Barbara Wreaks was the daughter of Robert Wreaks, a Sheffield manufacturer, brother of the better-known Marmaduke Wreaks, hairdresser, wigmaker, and toy merchant, of High Street.
Barbara was born in 1770, and first achieved local fame in 1795 by a series of contributions to the Sheffield Courant (1793-1797), entitled, ‘Characteristics of Some Leading Inhabitants of Sheffield at the Close of the 18th Century.
In 1796, she married Thomas Hoole, a Sheffield manufacturer, but quickly became a widow, and went to live with her mother-in-law in Attercliffe, where in 1805 she wrote a volume of poems, of which over 2,000 were printed, “By James Montgomery at the Iris office.” The list of subscribers occupied nearly fifty pages of the book, and most of them were Sheffield folk, but whether their large number is testimony to culture in Sheffield in those days, or simply to Barbara’s own assiduous canvassing, it is hard to tell.

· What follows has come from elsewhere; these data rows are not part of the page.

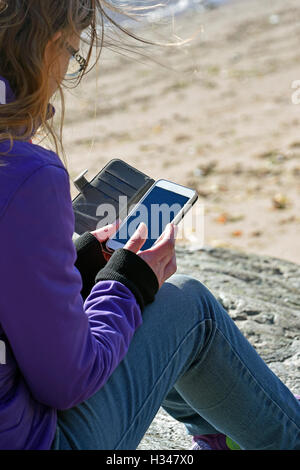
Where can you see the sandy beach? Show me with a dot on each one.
(219, 115)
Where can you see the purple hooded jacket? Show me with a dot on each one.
(66, 317)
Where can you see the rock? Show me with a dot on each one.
(262, 295)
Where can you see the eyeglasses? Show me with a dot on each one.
(77, 62)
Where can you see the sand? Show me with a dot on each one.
(219, 115)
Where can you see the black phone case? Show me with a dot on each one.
(116, 179)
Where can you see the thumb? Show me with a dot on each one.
(138, 238)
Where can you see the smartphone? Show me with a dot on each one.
(165, 202)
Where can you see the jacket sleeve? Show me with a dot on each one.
(66, 349)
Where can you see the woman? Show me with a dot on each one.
(93, 347)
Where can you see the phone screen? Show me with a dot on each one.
(158, 209)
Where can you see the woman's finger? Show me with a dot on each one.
(104, 233)
(138, 238)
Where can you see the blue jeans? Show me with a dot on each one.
(190, 358)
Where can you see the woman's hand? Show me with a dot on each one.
(104, 233)
(161, 256)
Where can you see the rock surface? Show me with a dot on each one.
(262, 295)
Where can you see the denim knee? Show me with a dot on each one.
(198, 296)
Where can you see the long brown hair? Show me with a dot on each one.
(26, 27)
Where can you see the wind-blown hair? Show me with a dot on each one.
(26, 27)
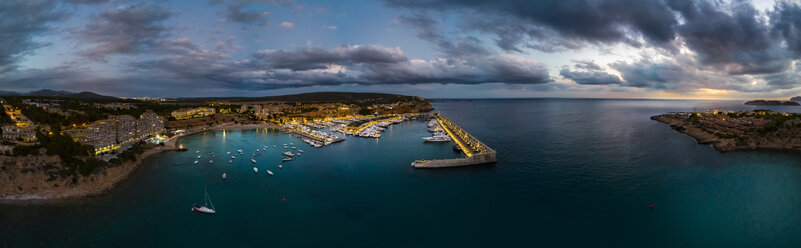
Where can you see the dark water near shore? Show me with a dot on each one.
(571, 172)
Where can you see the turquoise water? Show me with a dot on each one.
(570, 173)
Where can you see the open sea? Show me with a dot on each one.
(571, 173)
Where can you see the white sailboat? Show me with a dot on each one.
(204, 208)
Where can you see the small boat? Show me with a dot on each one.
(204, 208)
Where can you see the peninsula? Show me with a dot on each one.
(738, 130)
(772, 103)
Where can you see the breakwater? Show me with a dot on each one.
(475, 151)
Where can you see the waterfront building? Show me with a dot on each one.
(119, 131)
(25, 133)
(188, 113)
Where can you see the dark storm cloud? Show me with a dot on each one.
(426, 29)
(236, 11)
(317, 58)
(786, 21)
(518, 22)
(125, 30)
(731, 37)
(20, 22)
(735, 39)
(90, 1)
(590, 73)
(310, 66)
(590, 77)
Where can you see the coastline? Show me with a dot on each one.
(780, 140)
(96, 183)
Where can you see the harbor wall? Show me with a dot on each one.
(484, 158)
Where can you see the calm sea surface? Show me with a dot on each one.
(579, 173)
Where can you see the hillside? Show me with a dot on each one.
(305, 97)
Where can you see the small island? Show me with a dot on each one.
(771, 103)
(738, 130)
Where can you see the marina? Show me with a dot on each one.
(475, 152)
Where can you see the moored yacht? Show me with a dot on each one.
(204, 208)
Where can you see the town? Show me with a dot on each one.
(99, 131)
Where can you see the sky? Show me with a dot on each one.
(670, 49)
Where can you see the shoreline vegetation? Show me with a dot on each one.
(57, 146)
(738, 130)
(25, 185)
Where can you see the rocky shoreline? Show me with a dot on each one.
(743, 132)
(35, 178)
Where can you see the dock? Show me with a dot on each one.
(312, 136)
(475, 152)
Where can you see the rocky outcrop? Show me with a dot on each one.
(771, 103)
(717, 131)
(40, 177)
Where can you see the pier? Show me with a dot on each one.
(475, 151)
(312, 136)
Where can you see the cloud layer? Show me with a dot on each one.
(675, 46)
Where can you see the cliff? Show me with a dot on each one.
(771, 103)
(739, 131)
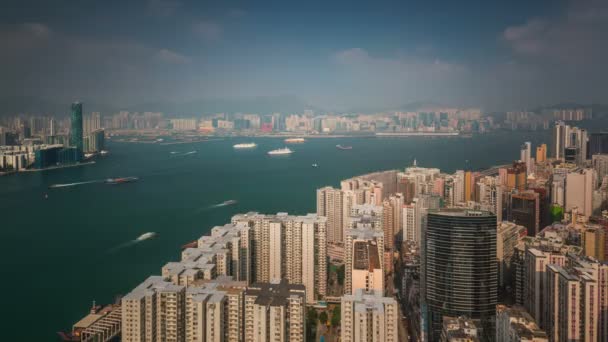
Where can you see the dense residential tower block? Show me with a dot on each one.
(364, 259)
(288, 247)
(275, 312)
(76, 135)
(367, 316)
(330, 205)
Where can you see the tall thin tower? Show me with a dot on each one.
(76, 129)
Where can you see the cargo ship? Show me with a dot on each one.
(245, 146)
(340, 147)
(121, 180)
(294, 140)
(280, 151)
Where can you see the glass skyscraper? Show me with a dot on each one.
(76, 139)
(459, 270)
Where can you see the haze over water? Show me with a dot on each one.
(59, 254)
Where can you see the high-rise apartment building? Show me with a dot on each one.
(514, 324)
(330, 205)
(214, 311)
(593, 242)
(525, 210)
(368, 316)
(541, 153)
(517, 176)
(600, 165)
(526, 156)
(91, 122)
(392, 211)
(76, 136)
(459, 271)
(579, 191)
(414, 214)
(275, 312)
(565, 137)
(598, 144)
(364, 259)
(576, 301)
(288, 247)
(154, 312)
(508, 236)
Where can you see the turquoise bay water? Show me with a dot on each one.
(59, 254)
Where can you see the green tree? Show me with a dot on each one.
(311, 324)
(323, 317)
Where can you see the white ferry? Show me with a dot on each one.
(281, 151)
(294, 140)
(245, 145)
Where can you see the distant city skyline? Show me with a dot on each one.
(340, 57)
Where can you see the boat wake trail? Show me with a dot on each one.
(181, 154)
(218, 205)
(141, 238)
(67, 185)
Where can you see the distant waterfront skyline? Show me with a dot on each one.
(340, 56)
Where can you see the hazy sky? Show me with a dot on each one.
(332, 54)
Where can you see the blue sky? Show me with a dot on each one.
(337, 55)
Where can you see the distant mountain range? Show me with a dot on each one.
(260, 105)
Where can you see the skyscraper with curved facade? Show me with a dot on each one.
(460, 276)
(76, 139)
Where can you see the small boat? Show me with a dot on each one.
(146, 236)
(121, 180)
(280, 151)
(191, 244)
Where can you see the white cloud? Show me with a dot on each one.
(576, 37)
(396, 80)
(163, 8)
(237, 13)
(37, 29)
(208, 30)
(171, 57)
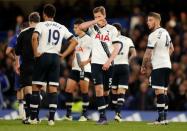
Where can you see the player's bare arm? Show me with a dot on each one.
(17, 65)
(86, 25)
(83, 63)
(72, 44)
(171, 49)
(146, 63)
(132, 52)
(35, 44)
(113, 55)
(9, 53)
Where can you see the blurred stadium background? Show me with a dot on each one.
(132, 15)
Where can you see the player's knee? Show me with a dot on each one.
(106, 93)
(84, 89)
(28, 90)
(114, 91)
(99, 90)
(159, 91)
(52, 89)
(121, 91)
(69, 89)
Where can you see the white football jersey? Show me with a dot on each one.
(126, 44)
(160, 42)
(51, 35)
(108, 35)
(84, 49)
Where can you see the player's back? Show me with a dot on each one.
(108, 34)
(51, 35)
(84, 49)
(160, 57)
(24, 45)
(126, 44)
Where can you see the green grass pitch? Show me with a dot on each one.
(15, 125)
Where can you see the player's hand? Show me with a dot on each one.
(62, 56)
(83, 63)
(143, 70)
(38, 54)
(106, 66)
(17, 69)
(101, 19)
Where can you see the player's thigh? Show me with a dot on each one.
(72, 81)
(26, 72)
(115, 78)
(41, 67)
(75, 75)
(167, 74)
(84, 82)
(107, 79)
(97, 74)
(123, 75)
(158, 79)
(53, 73)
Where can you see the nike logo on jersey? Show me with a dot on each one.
(80, 49)
(101, 37)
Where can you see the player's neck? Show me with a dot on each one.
(81, 34)
(49, 19)
(33, 25)
(156, 27)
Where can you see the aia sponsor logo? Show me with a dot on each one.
(101, 37)
(79, 49)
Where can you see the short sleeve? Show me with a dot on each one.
(19, 44)
(67, 35)
(115, 38)
(12, 42)
(90, 30)
(151, 42)
(131, 44)
(38, 28)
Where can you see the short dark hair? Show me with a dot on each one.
(78, 21)
(155, 15)
(99, 9)
(49, 10)
(118, 26)
(34, 17)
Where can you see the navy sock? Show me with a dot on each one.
(120, 102)
(69, 102)
(160, 106)
(42, 94)
(27, 105)
(85, 99)
(20, 101)
(166, 107)
(107, 100)
(52, 100)
(114, 100)
(34, 105)
(101, 106)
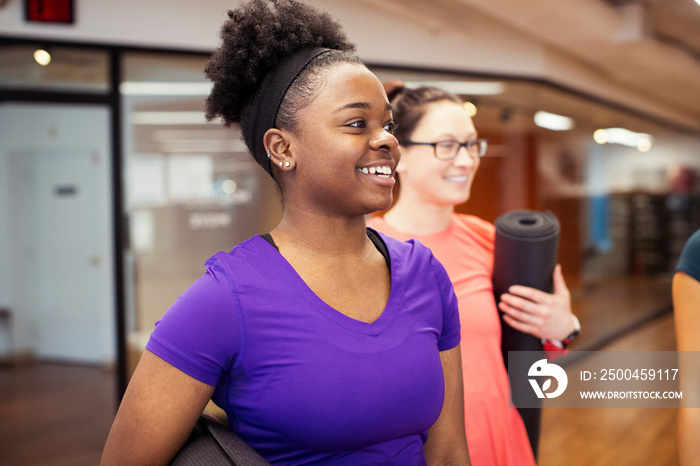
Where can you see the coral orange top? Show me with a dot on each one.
(495, 432)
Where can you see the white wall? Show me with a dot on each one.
(32, 129)
(384, 32)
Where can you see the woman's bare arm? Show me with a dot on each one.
(686, 307)
(447, 440)
(159, 410)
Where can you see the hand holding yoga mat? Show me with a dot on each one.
(525, 254)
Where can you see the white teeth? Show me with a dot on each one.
(376, 170)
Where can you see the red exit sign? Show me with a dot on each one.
(49, 11)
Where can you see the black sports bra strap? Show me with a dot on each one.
(371, 234)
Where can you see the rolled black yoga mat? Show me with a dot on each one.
(526, 248)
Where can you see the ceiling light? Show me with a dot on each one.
(168, 118)
(641, 141)
(463, 87)
(553, 121)
(470, 108)
(600, 136)
(164, 88)
(42, 57)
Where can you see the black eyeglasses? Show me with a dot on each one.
(447, 150)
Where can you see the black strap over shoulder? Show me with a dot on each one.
(371, 234)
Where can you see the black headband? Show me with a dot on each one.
(270, 95)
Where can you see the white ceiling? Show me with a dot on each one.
(649, 46)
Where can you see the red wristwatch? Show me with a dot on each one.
(572, 336)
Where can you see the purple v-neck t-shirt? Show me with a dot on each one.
(303, 383)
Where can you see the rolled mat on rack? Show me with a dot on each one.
(526, 248)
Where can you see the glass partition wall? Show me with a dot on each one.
(627, 200)
(191, 187)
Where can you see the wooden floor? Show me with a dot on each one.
(615, 436)
(52, 414)
(55, 414)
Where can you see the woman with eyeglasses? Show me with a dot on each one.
(441, 152)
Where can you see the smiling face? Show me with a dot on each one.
(343, 148)
(424, 178)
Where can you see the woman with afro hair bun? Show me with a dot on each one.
(323, 341)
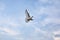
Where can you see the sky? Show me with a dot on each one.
(45, 24)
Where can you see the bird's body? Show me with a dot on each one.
(28, 18)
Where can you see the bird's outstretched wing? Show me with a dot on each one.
(27, 14)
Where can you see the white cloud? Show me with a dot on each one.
(56, 33)
(2, 6)
(8, 31)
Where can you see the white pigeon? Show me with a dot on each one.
(28, 18)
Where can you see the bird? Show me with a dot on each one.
(28, 17)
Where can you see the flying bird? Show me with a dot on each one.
(28, 17)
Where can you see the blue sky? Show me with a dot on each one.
(45, 26)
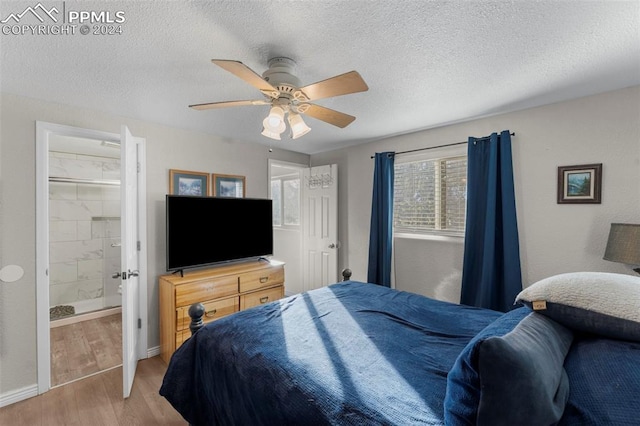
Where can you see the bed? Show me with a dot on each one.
(360, 354)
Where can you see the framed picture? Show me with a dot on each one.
(580, 184)
(228, 186)
(182, 182)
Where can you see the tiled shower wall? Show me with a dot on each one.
(84, 232)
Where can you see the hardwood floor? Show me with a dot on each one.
(97, 400)
(85, 348)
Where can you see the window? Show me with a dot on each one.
(430, 195)
(285, 193)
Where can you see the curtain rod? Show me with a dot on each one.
(440, 146)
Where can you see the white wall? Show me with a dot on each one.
(553, 238)
(167, 148)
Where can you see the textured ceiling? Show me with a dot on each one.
(427, 63)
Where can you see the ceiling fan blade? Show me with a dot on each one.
(342, 84)
(327, 115)
(226, 104)
(247, 74)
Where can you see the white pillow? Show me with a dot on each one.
(595, 302)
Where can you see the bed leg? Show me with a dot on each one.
(196, 312)
(346, 274)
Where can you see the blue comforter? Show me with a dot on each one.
(348, 354)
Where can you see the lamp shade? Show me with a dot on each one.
(623, 245)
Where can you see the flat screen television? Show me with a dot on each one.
(205, 231)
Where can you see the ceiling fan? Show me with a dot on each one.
(282, 91)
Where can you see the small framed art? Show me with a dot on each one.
(581, 184)
(228, 186)
(182, 182)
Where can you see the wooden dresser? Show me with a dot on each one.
(222, 290)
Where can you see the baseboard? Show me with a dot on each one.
(155, 351)
(18, 395)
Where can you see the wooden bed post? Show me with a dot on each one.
(196, 311)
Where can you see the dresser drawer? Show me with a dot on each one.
(213, 310)
(261, 297)
(187, 294)
(260, 279)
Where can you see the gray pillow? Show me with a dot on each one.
(522, 378)
(595, 302)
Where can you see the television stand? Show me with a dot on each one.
(222, 290)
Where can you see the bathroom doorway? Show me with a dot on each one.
(84, 253)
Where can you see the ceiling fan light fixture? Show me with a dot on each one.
(275, 119)
(298, 126)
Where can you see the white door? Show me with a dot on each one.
(130, 260)
(320, 226)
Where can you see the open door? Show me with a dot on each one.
(320, 226)
(130, 259)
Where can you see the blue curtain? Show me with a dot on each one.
(381, 234)
(491, 275)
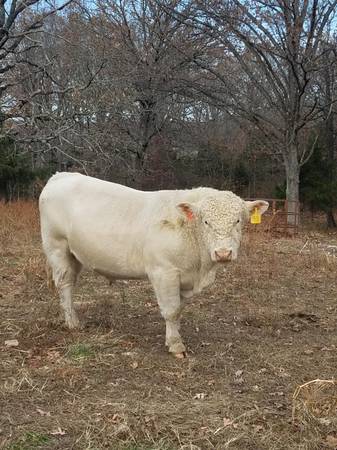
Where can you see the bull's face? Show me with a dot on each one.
(220, 220)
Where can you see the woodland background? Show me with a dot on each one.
(161, 94)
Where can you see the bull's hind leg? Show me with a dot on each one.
(167, 289)
(65, 268)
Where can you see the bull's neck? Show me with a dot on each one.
(202, 254)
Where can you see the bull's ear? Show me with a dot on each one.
(260, 205)
(188, 210)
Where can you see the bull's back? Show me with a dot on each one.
(103, 223)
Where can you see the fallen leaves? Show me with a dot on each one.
(331, 441)
(11, 343)
(58, 432)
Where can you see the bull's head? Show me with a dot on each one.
(219, 220)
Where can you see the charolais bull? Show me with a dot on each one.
(175, 238)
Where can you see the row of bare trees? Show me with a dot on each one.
(129, 89)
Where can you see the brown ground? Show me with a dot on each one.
(265, 327)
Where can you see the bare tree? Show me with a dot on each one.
(277, 45)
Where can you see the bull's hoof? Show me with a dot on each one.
(178, 349)
(73, 323)
(180, 355)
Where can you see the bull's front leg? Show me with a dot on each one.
(166, 285)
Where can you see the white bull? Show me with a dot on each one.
(176, 238)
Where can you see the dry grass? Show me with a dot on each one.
(267, 326)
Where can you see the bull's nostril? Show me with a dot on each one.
(223, 255)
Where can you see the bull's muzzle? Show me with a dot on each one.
(223, 255)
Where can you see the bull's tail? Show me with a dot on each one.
(50, 281)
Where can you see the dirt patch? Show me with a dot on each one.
(267, 326)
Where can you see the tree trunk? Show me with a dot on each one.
(293, 180)
(330, 219)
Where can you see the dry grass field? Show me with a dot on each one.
(266, 327)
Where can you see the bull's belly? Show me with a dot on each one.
(110, 261)
(196, 282)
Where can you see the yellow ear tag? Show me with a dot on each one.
(255, 218)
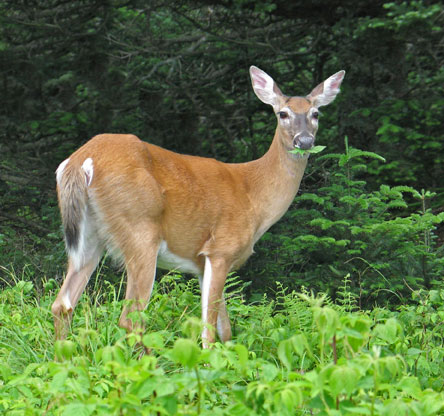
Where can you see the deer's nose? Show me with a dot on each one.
(303, 141)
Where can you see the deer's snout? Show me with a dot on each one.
(303, 141)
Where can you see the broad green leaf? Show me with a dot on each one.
(186, 352)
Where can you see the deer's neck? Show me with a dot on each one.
(272, 183)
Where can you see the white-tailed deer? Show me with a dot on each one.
(152, 208)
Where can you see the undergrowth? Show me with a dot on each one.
(296, 354)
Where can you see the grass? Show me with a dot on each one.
(297, 354)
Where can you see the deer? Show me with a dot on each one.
(153, 208)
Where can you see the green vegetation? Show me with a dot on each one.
(296, 354)
(355, 324)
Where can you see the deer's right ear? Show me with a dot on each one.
(264, 87)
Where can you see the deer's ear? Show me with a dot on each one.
(326, 91)
(264, 87)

With the profits from the book, she opened Grove House boarding school in Harrogate, a forerunner to what is now Harrogate College. Later she married Thomas Christopher Hofland, the landscape painter, and removed to London, where she became well-known as a prolific writer. She published nearly a hundred books, chiefly for young readers. One of her many popular books (as Mrs. Hofland) was The Blind Farmer and His Children (1816). Her most popular children’s book was The Son of a Genius, about an impulsive artist, which may contain autobiographical elements. She died in 1844.